Poll the progress of a batch submission. Each ligand in the batch is its own DockingJob; the batch endpoint aggregates them.

Response

{
  "batch_id": "a3f9c1d2e7b8",
  "total": 24,
  "completed": 18,
  "failed": 1,
  "running": 2,
  "pending": 3,
  "progress_pct": 79,
  "all_done": false,
  "jobs": [
    {
      "id": 88,
      "ligand_name": "compound_001",
      "status": "completed",
      "status_display": "Completed",
      "best_affinity": -10.3,
      "best_score": 0.812
    },
    {
      "id": 89,
      "ligand_name": "compound_002",
      "status": "running_vina",
      "status_display": "Running AutoDock Vina",
      "best_affinity": null,
      "best_score": null
    }
  ]
}

best_affinity and best_score summarize that ligand's best pose so far (lowest affinity / highest combined score) — null until the job completes at least one pose.

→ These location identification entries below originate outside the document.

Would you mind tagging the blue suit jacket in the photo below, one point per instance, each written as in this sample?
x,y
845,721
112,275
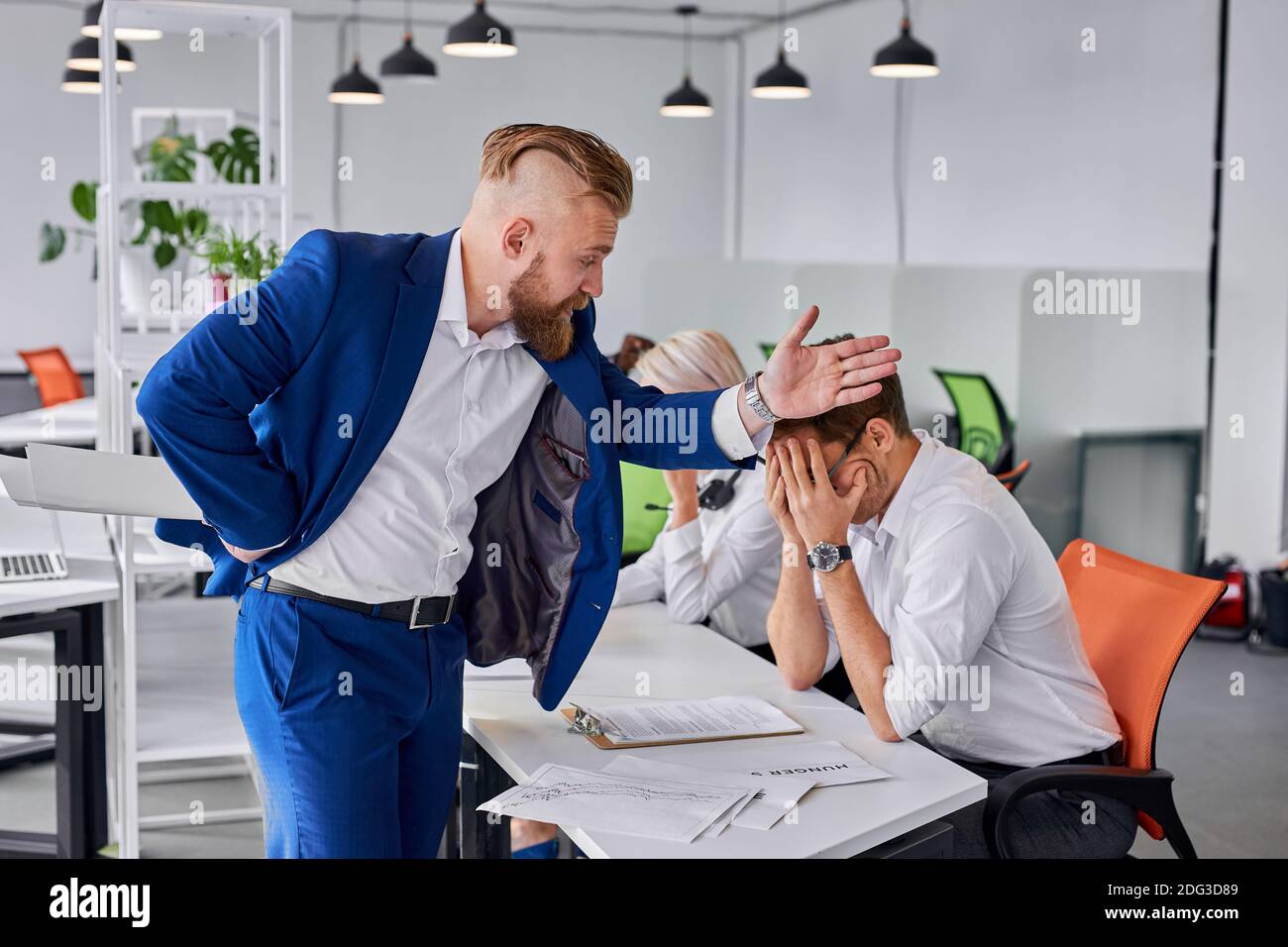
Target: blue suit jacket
x,y
249,407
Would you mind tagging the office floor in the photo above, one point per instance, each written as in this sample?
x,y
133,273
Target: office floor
x,y
1229,754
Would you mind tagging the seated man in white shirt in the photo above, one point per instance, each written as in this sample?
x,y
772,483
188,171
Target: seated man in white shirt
x,y
952,620
716,558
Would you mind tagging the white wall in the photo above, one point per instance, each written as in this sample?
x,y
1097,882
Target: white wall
x,y
1055,157
415,158
1247,499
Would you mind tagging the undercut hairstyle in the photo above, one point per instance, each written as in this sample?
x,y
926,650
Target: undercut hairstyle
x,y
842,423
605,171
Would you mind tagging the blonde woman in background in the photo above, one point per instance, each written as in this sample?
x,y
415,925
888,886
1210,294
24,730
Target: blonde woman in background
x,y
716,566
712,566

Python — wait for the batch and pick the top hits

import time
import requests

batch_id = "a3f9c1d2e7b8"
url = f"http://localhost:8000/api/batch/{batch_id}/"

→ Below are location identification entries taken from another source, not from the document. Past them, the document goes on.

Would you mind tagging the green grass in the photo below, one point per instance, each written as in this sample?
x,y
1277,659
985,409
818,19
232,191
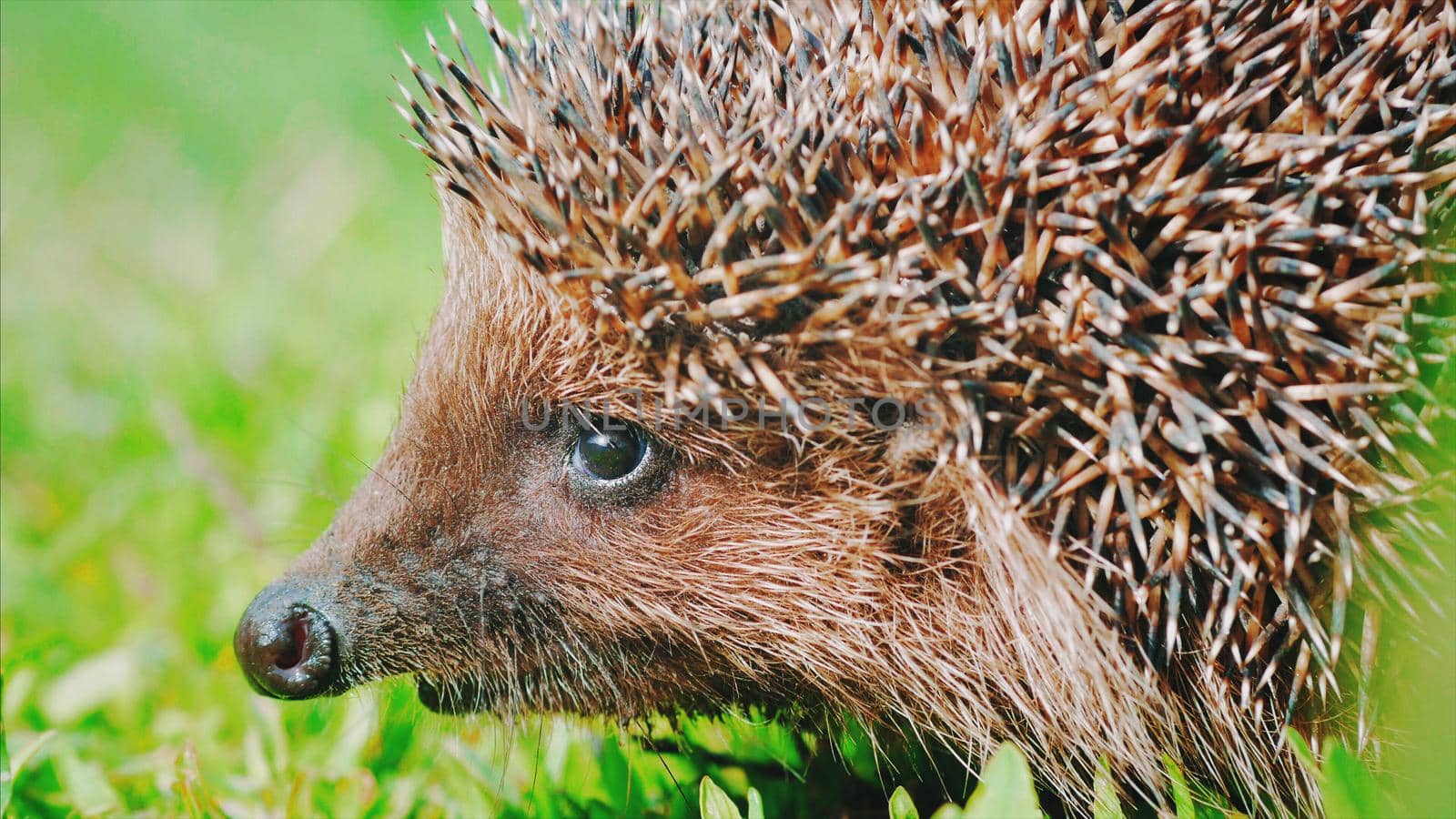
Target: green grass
x,y
217,259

while not requests.get(url).json()["all_done"]:
    time.sleep(15)

batch = requests.get(url).json()
ranked = sorted(
    (j for j in batch["jobs"] if j["best_score"] is not None),
    key=lambda j: j["best_score"],
    reverse=True,
)
for hit in ranked[:10]:
    print(f"{hit['ligand_name']:30s} score={hit['best_score']:.3f}  "
          f"affinity={hit['best_affinity']} kcal/mol")

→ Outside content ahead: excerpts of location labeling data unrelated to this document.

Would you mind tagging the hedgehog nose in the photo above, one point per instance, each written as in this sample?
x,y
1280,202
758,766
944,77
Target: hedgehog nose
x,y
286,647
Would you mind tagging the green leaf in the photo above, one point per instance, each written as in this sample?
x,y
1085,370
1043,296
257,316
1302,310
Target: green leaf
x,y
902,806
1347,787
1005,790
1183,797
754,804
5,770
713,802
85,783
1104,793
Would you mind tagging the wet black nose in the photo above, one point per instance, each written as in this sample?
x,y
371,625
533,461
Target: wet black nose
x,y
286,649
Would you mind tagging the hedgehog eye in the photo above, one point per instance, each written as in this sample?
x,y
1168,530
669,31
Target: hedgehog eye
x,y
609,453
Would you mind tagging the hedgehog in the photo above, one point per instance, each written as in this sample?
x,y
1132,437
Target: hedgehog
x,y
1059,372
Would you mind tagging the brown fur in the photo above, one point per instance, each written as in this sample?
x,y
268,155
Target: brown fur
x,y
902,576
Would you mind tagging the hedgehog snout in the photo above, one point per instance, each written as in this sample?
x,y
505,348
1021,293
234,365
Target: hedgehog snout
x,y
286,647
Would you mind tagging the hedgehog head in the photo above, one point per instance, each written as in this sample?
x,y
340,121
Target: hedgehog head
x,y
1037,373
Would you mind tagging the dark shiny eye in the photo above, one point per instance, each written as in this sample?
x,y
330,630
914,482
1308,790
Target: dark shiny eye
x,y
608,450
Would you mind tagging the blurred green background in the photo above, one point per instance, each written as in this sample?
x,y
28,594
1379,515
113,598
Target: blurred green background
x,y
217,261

See Batch Docking for the upload-side workflow.


GET /api/ensemble/<ensemble_id>/

Poll an ensemble run. Each conformation is a child DockingJob (conformation_index 1..N); the parent (conformation_index = 0) acts as the coordinator and is excluded from the children list.

Response

{
  "ensemble_id": "b81d44ae7c01",
  "total": 5,
  "completed": 4,
  "failed": 0,
  "running": 1,
  "pending": 0,
  "progress_pct": 80,
  "all_done": false,
  "conformations": [
    {
      "id": 201,
      "conformation_index": 1,
      "status": "completed",
      "status_display": "Completed",
      "best_affinity": -9.8,
      "best_score": 0.711
    }
  ],
  "best_results": [
    {
      "job_id": 201,
      "conformation": 1,
      "pocket_rank": 1,
      "pose_rank": 1,
      "affinity": -9.8,
      "combined_score": 0.711,
      "mmgbsa_score": null
    }
  ]
}

best_results is the top 20 poses across all conformations, sorted by combined_score descending — the consensus ranking. See Ensemble Docking for methodology.


End-to-end example: submit, wait, fetch best pose

import time
import requests

BASE = "http://localhost:8000"

# Submit
with open("1m17.pdb", "rb") as p, open("erlotinib.sdf", "rb") as l:
    job = requests.post(
        f"{BASE}/api/jobs/",
        files={"protein_file": p, "ligand_file": l},
        data={"num_pockets": 3, "exhaustiveness": 8, "rescore_mmgbsa": "true"},
    ).json()

job_id = job["job_id"]
print(f"Submitted job {job_id}")

# Wait
status_url = f"{BASE}/api/jobs/{job_id}/status/"
while (status := requests.get(status_url).json())["status"] not in ("completed", "failed"):
    print(f"  ...{status['status']}")
    time.sleep(5)

if status["status"] == "failed":
    raise RuntimeError(status["error_message"])

# Fetch results
results = requests.get(f"{BASE}/api/jobs/{job_id}/results/").json()
best = max(results["results"], key=lambda r: r["combined_score"])
print(f"Best: pocket {best['pocket_rank']} pose {best['pose_rank']}, "
      f"affinity {best['affinity']} kcal/mol, score {best['combined_score']:.3f}, "
      f"MM-GBSA {best['mmgbsa_score']} kJ/mol")

# Download best pose
pose = requests.get(f"{BASE}/api/jobs/{job_id}/files/{best['pose_file']}").content
with open(f"job_{job_id}_best.pdb", "wb") as f:
    f.write(pose)
print(f"Saved best pose to job_{job_id}_best.pdb")

Rate limits and concurrency

PocketDock has no built-in rate limiting. Concurrency is controlled by Celery — by default the worker container runs 2 worker processes (--concurrency=2 in docker-compose.yml). Submitting more jobs than that just queues them.

For high-throughput screening, scale the Celery worker (more replicas or higher --concurrency) rather than parallelizing API submissions client-side. Batch submissions count as one job per ligand for queue purposes.